Filmed in the Amazon region and screened for the first time in Geneva, the documentary Revital examines the consequences of exploiting natural resources beyond the planet's capacity for renewal and regeneration. Conceived within the broader ERC research project Synthlives, the film extends that project’s inquiry into the evolving relationship between humans, non-human nature, and rapidly advancing technological systems in extractive economies. Synthlives investigates how synthetic materials, automated mining, and digital governance are transforming the very notion of extraction; Revital brings these concerns into the Amazon, exploring how such global shifts intersect with local experiences of environmental transformation and reforestation.
This radical process of environmental change, historically associated with colonial violence and dispossession in factories, mines, and agro-industrial plantations, has accelerated over the last 100 years with fossil fuel-based production from petrocapitalism and mass consumption. In a last-ditch effort to save the planet's future, more resources need to be mined and extracted to fuel the energy transition necessary to save the world from its own ills, transforming the globe into a “planetary mine” and perpetuating the insatiable thirst for more resources.

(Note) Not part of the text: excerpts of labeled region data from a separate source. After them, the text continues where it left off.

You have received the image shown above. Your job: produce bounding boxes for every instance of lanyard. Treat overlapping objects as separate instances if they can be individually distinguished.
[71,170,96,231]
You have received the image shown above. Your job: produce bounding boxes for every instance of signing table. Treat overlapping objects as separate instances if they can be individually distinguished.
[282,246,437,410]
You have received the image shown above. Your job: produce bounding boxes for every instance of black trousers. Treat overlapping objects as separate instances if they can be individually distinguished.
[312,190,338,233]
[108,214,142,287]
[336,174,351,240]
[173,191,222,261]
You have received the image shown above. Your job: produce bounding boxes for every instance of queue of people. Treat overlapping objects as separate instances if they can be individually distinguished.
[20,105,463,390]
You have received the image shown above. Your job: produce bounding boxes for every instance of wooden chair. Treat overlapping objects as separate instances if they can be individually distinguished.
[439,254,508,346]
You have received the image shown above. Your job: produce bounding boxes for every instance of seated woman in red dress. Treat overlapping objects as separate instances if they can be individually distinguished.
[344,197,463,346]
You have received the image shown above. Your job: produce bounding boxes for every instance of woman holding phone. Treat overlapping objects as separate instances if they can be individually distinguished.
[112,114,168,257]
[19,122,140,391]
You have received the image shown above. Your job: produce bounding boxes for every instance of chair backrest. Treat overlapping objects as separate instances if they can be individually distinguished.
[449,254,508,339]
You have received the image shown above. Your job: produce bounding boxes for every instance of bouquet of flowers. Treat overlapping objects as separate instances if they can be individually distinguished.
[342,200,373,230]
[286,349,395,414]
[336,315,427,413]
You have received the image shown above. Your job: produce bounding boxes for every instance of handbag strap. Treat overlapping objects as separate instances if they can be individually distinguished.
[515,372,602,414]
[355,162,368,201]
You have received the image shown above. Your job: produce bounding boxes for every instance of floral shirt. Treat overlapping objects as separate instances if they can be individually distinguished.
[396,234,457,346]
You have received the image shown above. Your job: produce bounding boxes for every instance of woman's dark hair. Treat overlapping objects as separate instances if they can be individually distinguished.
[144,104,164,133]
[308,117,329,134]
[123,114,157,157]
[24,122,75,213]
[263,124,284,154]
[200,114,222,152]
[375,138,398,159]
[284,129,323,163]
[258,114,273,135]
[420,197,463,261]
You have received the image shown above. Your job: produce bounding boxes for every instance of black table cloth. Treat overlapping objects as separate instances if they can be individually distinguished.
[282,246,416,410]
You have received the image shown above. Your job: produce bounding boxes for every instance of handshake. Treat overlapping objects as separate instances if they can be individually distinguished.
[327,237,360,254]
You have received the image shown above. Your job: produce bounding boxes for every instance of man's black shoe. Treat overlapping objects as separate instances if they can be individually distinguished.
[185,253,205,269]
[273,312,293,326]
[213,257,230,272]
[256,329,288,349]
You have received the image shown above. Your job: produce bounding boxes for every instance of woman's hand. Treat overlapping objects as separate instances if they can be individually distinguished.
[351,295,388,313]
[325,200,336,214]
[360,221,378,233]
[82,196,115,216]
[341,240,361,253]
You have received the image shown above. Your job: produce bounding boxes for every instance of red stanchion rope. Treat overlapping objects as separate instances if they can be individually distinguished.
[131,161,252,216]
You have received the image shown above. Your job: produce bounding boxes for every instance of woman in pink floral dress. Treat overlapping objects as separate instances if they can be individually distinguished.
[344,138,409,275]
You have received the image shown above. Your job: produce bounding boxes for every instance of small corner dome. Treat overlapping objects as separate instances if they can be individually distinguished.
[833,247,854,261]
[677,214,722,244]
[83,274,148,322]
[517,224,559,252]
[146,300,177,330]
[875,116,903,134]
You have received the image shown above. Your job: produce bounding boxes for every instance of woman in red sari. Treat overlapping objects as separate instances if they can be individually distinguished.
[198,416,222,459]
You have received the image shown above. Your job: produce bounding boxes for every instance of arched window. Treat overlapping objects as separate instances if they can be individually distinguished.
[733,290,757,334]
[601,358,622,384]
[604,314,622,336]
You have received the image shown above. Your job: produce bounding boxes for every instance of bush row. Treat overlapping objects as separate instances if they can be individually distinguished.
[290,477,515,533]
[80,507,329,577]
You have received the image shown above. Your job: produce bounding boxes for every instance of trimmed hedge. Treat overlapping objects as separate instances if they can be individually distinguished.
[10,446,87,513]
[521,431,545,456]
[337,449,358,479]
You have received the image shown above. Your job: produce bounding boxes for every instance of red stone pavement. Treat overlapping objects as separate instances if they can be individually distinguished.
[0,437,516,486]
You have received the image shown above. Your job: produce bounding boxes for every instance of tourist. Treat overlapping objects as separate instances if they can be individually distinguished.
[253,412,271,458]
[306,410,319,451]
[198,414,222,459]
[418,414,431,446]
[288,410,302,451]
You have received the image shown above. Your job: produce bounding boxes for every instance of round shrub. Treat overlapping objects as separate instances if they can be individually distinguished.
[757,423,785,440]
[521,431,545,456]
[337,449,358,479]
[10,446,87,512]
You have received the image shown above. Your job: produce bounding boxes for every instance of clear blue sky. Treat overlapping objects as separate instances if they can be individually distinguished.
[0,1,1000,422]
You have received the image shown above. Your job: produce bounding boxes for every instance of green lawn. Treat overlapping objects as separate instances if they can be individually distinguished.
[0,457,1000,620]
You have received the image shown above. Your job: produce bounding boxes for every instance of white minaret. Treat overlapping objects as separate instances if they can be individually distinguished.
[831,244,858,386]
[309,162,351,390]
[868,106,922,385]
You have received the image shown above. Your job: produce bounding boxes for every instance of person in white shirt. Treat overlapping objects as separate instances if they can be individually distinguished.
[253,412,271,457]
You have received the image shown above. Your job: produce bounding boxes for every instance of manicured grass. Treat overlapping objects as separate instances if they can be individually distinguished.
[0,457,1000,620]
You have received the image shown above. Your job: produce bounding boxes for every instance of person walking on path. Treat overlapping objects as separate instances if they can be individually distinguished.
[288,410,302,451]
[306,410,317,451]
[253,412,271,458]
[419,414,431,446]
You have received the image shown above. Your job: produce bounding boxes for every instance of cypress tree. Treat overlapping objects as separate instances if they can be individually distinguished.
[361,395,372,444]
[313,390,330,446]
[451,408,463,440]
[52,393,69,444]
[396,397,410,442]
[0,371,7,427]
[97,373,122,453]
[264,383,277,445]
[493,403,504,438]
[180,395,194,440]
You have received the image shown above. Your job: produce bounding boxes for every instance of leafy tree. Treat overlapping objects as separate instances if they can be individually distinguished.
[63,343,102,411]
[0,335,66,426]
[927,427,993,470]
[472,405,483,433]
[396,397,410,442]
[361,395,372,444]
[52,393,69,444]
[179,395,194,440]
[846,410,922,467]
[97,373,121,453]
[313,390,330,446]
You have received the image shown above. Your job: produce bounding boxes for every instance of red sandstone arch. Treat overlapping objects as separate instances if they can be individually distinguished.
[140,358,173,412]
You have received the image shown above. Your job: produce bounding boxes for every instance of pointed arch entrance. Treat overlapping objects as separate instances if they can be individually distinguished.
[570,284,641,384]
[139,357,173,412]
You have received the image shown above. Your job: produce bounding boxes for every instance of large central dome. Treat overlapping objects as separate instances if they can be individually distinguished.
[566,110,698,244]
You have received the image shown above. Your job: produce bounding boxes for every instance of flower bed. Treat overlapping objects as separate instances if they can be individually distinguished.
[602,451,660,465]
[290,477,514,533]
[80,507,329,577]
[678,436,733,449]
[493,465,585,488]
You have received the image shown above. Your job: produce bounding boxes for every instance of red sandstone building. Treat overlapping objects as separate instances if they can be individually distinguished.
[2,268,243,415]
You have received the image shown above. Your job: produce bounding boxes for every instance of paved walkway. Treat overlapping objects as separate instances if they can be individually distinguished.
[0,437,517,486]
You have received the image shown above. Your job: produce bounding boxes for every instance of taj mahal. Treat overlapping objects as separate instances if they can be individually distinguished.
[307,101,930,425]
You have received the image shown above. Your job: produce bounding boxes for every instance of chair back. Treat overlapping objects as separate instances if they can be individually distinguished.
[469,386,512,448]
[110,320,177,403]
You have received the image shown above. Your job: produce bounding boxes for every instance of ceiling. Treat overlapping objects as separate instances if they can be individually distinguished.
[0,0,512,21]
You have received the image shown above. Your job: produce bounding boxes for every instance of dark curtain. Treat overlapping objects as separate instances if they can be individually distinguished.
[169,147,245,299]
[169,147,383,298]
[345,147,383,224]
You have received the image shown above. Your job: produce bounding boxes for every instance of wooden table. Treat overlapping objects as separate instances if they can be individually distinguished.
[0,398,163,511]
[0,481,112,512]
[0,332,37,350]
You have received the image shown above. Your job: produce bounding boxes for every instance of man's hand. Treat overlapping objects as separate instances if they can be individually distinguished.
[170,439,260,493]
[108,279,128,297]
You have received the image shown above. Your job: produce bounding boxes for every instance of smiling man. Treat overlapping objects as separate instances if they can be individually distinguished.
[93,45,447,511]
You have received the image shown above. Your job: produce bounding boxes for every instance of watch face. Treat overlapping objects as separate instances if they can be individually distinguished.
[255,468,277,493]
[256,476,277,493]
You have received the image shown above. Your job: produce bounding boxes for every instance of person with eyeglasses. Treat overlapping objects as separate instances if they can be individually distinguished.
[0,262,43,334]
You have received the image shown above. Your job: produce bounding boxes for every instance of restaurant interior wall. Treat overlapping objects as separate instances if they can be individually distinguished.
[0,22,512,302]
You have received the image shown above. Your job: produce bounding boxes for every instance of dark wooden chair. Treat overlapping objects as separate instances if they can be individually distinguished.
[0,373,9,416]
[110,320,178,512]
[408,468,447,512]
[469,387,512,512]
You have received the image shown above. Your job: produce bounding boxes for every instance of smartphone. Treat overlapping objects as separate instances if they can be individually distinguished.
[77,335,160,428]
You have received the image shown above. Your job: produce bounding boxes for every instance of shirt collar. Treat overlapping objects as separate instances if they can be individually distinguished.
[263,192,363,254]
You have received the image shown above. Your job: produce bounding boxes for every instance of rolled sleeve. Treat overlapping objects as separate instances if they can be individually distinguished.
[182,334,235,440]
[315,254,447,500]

The Amazon rainforest has long been at the epicenter of debates about the future of the planet. In a moment of endless and continuous extraction, few places symbolise both the destructive momentum of our times — in the voracious search for timber, gold, or bauxite and in the deforestation induced by agro-industrial pastures — as well as the hopes placed in nature's own ability to regenerate itself. While most representations of the Amazon denounce the uncontrollable forces of deforestation, the irreversibility of this process is rarely questioned.
Revital takes a different view of the problem of environmental crisis and degradation. Rather than solutions based on “degrowth”, theories of tipping points, or the ecomodernist idea of freeing ourselves from natural constraints through technological innovation, the documentary takes the “return of nature” and those who inhabit the forest as its starting point. Revital asks: how can nature regenerate itself in a new paradigm of relations between humans and the environment? Can life be recreated after being destroyed, and can a balance be found between sustainable use of resources and the self-sustainability required for natural reproduction? What roles do humans and technology, popular and scientific knowledge, play in efforts to create and regenerate life?
By documenting regeneration and reforestation efforts, Revital seeks to answer these questions from the perspective of the Amazon while also moving beyond it. If the future of the planet cannot depend solely on the forest, the documentary expands the horizon of what it means to rehabilitate and bring back life, and to regenerate and replenish nature’s energies, from microbes and seeds to mature forests.